Suitability of phosphatidylcholine-based formulations for liquid filling in hard capsules.

The current study aimed to evaluate whether phosphatidylcholine-based formulations have suitable properties for liquid filling in hard capsules. Liquid or semisolid formulations were obtained with Miglyol 812 (medium chain triglycerides) or Softisan 378 (semisolid hard fat), respectively, in combination with three different phospholipids (Phospholipon 90 G, Lipoid S 75 or Lipoid S LPC 80) and ethanol. Suitability for the filling process was evaluated by rheological characterization and stringing tests. Liquid and semisolid mixtures with Lipoid S 75 or Phospholipon 90 G (also with addition of Lipoid S LPC 80) exhibited appropriate viscosity at the respective filling temperatures. Liquid mixtures with up to 60% Phospholipon 90 G broke cleanly from the needle during filling simulations. A higher fraction of phospholipid led to stringing which could be reduced by addition of ethanol. The hygroscopicity of the formulations was investigated as was their compatibility with different capsule materials with regard to their impact on capsule brittleness and integrity. Gelatin capsules became brittle due to the hygroscopic properties of phosphatidylcholine-based mixtures whereas hydroxypropyl methylcellulose capsules were compatible with a wide range of formulations. After aeration with nitrogen, the formulations exhibited acceptable stability against oxidation.

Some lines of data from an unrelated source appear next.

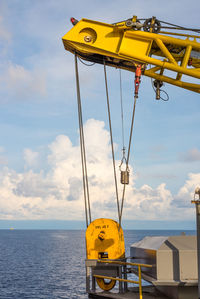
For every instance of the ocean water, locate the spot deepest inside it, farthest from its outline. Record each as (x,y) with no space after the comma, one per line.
(49,264)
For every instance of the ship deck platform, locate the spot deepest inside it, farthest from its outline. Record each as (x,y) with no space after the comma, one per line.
(148,292)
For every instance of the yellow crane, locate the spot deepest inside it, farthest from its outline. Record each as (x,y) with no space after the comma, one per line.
(150,47)
(129,43)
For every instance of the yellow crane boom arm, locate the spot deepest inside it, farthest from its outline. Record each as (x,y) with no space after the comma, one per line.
(125,47)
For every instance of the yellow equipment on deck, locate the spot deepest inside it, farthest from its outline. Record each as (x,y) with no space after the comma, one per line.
(125,45)
(105,240)
(142,48)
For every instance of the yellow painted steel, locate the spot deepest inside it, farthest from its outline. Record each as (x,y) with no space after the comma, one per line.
(104,240)
(121,46)
(125,280)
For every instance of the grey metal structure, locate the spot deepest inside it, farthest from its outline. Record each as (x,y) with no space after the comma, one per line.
(174,261)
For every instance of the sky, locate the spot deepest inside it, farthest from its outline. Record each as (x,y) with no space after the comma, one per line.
(40,166)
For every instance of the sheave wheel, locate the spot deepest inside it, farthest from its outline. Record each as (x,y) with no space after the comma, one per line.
(106,285)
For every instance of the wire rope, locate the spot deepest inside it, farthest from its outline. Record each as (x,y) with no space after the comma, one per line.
(111,141)
(82,146)
(122,112)
(128,156)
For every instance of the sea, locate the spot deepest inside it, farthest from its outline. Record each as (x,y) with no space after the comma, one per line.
(49,264)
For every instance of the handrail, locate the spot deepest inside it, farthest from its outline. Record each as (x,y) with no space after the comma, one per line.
(139,282)
(124,263)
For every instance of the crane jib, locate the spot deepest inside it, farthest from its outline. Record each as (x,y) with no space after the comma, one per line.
(124,46)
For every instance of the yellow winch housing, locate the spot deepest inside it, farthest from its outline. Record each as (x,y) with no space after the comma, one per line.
(104,240)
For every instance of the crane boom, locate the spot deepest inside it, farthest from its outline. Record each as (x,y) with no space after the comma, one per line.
(125,45)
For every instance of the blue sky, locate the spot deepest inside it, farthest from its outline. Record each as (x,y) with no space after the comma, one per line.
(39,149)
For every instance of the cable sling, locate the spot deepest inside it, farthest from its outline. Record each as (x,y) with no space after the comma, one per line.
(128,156)
(138,73)
(111,141)
(82,146)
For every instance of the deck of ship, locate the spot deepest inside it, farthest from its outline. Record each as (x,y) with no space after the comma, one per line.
(148,292)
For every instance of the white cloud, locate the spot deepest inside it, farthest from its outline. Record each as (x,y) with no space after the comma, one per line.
(5,35)
(192,155)
(58,193)
(31,158)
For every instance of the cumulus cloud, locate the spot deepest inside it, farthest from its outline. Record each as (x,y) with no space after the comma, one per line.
(58,193)
(31,158)
(192,155)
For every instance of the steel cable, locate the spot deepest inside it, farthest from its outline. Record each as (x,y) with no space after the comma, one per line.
(111,140)
(82,145)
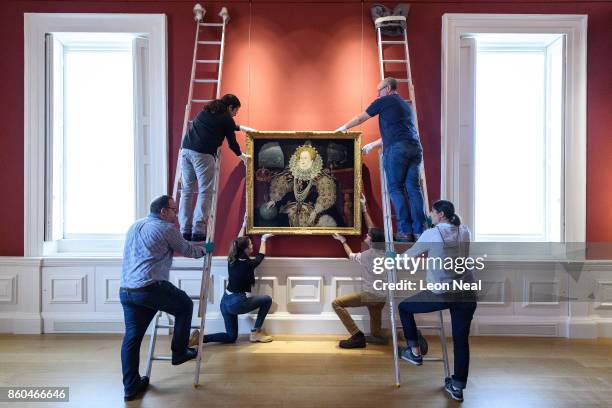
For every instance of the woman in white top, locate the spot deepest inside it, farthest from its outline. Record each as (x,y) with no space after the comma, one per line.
(447,239)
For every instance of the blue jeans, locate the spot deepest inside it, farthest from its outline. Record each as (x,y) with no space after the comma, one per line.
(139,308)
(462,308)
(234,305)
(197,171)
(402,161)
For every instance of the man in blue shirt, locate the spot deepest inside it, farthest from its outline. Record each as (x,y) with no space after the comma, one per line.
(402,156)
(147,258)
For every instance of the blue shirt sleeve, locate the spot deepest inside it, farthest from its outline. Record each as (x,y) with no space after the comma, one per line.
(375,107)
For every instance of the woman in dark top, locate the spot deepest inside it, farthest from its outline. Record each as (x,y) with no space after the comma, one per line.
(237,298)
(206,133)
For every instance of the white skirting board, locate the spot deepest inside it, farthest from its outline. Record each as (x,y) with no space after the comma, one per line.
(80,295)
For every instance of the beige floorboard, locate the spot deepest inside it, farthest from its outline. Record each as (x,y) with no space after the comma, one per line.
(311,371)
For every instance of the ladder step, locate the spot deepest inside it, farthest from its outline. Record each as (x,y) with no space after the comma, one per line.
(169,326)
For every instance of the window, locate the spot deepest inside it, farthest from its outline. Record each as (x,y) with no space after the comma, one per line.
(518,138)
(104,135)
(93,181)
(514,125)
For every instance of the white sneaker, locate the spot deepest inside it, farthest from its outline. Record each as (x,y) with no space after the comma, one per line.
(194,339)
(260,337)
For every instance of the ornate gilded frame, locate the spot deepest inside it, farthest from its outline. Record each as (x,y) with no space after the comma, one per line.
(250,177)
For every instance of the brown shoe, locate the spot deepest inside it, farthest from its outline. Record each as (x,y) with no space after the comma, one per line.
(194,339)
(260,337)
(355,341)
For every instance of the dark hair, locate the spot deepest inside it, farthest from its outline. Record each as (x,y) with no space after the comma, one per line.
(376,234)
(391,82)
(221,105)
(159,204)
(239,245)
(230,100)
(216,106)
(448,209)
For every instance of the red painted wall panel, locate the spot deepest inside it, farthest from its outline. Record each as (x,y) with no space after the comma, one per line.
(311,66)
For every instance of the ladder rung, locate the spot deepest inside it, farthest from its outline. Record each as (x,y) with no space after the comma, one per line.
(169,326)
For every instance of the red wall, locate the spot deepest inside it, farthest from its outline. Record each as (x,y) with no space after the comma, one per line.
(305,66)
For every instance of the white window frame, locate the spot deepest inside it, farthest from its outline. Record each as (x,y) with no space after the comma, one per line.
(153,26)
(574,27)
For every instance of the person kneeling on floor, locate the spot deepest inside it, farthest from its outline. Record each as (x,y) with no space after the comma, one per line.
(237,298)
(372,299)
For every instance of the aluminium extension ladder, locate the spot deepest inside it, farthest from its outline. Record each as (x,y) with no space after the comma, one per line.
(387,217)
(199,13)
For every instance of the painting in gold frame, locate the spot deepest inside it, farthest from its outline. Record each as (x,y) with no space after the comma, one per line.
(303,183)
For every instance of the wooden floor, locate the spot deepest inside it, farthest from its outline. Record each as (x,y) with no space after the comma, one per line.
(312,372)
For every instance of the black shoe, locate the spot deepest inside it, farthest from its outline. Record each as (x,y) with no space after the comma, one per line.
(402,237)
(142,387)
(407,355)
(355,341)
(190,354)
(422,343)
(455,393)
(198,237)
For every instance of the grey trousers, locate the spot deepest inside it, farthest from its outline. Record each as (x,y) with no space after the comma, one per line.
(197,171)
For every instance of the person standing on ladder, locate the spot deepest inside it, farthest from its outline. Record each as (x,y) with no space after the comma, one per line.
(198,153)
(147,258)
(402,156)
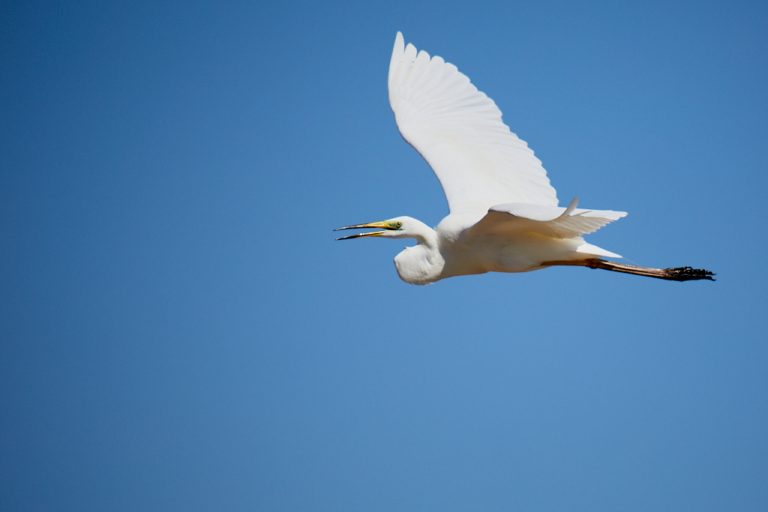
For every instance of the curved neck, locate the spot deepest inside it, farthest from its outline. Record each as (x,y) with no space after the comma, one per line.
(423,234)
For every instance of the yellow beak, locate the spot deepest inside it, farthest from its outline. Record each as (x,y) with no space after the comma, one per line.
(379,225)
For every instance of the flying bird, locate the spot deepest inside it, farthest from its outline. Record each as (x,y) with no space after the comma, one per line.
(504,214)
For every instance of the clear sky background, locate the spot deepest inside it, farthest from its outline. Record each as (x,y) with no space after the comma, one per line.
(180,331)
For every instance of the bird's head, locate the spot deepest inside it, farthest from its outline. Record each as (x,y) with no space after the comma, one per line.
(399,227)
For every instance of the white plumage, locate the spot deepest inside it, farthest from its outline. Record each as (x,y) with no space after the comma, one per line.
(504,211)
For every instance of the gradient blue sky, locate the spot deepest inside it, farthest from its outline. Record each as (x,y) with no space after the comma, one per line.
(180,331)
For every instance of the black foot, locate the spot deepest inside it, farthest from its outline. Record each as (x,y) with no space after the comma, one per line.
(688,274)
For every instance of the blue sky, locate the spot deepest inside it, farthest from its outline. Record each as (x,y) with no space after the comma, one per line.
(181,331)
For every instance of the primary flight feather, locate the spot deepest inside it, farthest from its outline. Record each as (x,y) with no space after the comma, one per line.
(504,211)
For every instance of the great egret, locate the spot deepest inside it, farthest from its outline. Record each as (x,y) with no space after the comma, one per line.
(504,212)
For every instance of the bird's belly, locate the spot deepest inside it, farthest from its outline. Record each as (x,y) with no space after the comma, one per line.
(521,254)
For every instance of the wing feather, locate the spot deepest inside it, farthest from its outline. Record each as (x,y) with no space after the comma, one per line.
(554,222)
(459,132)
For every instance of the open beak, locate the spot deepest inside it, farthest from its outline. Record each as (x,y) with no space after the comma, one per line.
(370,225)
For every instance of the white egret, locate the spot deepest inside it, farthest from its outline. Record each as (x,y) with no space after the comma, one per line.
(504,212)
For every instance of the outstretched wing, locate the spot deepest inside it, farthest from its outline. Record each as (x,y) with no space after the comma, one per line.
(459,132)
(549,221)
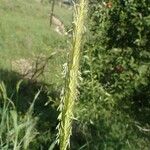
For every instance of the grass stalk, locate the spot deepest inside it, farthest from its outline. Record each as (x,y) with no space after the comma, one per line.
(70,92)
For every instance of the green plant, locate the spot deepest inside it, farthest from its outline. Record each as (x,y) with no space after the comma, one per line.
(70,92)
(16,132)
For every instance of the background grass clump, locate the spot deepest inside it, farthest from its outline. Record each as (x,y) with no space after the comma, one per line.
(113,108)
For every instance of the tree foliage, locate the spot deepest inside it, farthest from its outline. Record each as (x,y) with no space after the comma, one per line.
(116,71)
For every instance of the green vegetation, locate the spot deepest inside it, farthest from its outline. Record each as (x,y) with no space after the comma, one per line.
(112,110)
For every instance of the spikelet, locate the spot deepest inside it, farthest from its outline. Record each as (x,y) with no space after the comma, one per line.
(69,93)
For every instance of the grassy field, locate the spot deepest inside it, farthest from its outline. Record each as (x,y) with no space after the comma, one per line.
(25,32)
(25,36)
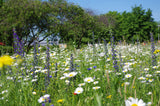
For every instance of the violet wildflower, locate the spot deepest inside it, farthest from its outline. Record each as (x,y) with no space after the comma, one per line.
(47,62)
(114,54)
(154,63)
(71,63)
(106,50)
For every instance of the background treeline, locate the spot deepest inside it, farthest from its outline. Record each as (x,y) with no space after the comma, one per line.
(72,23)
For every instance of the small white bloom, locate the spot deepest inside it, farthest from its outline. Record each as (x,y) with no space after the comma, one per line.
(88,79)
(146,69)
(101,54)
(34,80)
(151,80)
(41,99)
(126,83)
(82,84)
(97,87)
(128,75)
(71,74)
(148,75)
(96,82)
(134,102)
(149,103)
(46,96)
(34,93)
(141,78)
(78,90)
(63,77)
(149,93)
(67,81)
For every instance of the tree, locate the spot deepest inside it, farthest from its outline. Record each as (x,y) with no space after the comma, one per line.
(30,19)
(136,24)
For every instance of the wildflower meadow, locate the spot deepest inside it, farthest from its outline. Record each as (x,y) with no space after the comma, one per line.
(104,74)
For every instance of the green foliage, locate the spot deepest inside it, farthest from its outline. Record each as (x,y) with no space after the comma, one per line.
(136,24)
(6,49)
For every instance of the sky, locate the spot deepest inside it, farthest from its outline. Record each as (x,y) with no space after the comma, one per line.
(104,6)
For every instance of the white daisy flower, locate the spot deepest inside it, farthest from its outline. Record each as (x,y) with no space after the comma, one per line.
(96,82)
(78,90)
(151,80)
(97,87)
(34,93)
(128,75)
(63,77)
(141,78)
(71,74)
(67,82)
(126,83)
(41,99)
(146,69)
(82,84)
(88,79)
(134,102)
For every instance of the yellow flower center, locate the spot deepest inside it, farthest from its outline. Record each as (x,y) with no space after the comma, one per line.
(71,75)
(88,80)
(134,105)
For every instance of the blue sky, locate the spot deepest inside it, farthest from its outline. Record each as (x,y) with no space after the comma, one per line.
(103,6)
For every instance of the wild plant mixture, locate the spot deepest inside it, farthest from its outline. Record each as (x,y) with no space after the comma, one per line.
(100,75)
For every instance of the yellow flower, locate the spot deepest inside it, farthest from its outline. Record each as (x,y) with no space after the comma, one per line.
(60,101)
(5,60)
(108,97)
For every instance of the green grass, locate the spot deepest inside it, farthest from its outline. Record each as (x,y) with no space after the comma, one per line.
(112,91)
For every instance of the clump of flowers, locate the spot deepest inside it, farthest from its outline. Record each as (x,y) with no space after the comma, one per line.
(134,102)
(78,90)
(156,51)
(45,98)
(5,60)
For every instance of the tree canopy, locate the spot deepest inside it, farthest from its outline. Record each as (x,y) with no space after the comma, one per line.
(72,23)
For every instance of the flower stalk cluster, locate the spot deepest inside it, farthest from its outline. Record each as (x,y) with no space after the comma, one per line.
(94,50)
(106,49)
(47,62)
(154,63)
(71,63)
(18,45)
(114,54)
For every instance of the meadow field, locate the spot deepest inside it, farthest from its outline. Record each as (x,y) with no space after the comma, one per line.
(123,75)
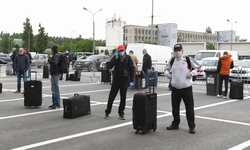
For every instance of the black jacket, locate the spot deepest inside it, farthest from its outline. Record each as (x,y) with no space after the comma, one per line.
(21,63)
(147,62)
(123,67)
(54,64)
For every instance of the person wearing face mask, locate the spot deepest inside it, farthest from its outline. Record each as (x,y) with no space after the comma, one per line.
(181,81)
(123,70)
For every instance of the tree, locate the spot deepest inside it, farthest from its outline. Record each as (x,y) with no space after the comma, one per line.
(41,40)
(27,36)
(210,46)
(6,43)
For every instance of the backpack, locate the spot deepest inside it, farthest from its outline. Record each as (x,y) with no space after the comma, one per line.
(189,65)
(63,64)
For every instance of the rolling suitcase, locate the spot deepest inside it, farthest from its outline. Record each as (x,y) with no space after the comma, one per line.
(1,87)
(236,89)
(33,92)
(105,76)
(145,112)
(45,72)
(76,106)
(138,80)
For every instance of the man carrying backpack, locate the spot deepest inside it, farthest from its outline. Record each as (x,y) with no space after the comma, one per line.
(181,76)
(54,62)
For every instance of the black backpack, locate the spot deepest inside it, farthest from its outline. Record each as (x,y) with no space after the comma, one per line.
(188,62)
(63,64)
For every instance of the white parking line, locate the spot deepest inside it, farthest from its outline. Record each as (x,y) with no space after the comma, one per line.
(241,146)
(82,134)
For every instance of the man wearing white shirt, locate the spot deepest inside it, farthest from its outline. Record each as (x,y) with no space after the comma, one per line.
(180,73)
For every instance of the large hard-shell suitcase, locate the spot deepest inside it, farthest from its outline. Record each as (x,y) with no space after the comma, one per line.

Self-dispersing formulations for the delivery of poorly soluble drugs - Miscibility of phosphatidylcholines with oils and fats.

The presented study aimed to develop self-dispersing drug delivery systems based on natural phospholipids. A comprehensive investigation on miscibility was therefore carried out on mixtures containing one or two phosphatidylcholines as emulsifying excipients, ethanol 96% as co-solvent and different oils and fats. The soybean diacyl phosphatidylcholines Phospholipon90G and LipoidS75 as well as the monoacyl phosphatidylcholine LipoidSLPC80 were investigated for their maximum incorporation in the different lipids. Homogeneity and stability of the mixtures were determined according to their macroscopic appearance and by polarized light microscopy. Homogeneous formulations could be prepared with all three phosphatidylcholines in combination with medium chain triglycerides and semisolid hard fat. Phospholipon90G and LipoidS75 further yielded homogeneous formulations with rapeseed oil, soybean oil and diacetylated monoglycerides. Small- and wide-angle x-ray scattering studies indicated the presence of reverse micelles or (liquid) crystalline structures in the mixtures. Formulations with oils and Phospholipon90G or LipoidSLPC80 easily dispersed in Simulated Gastric Fluid making these mixtures suitable as self-dispersing formulations.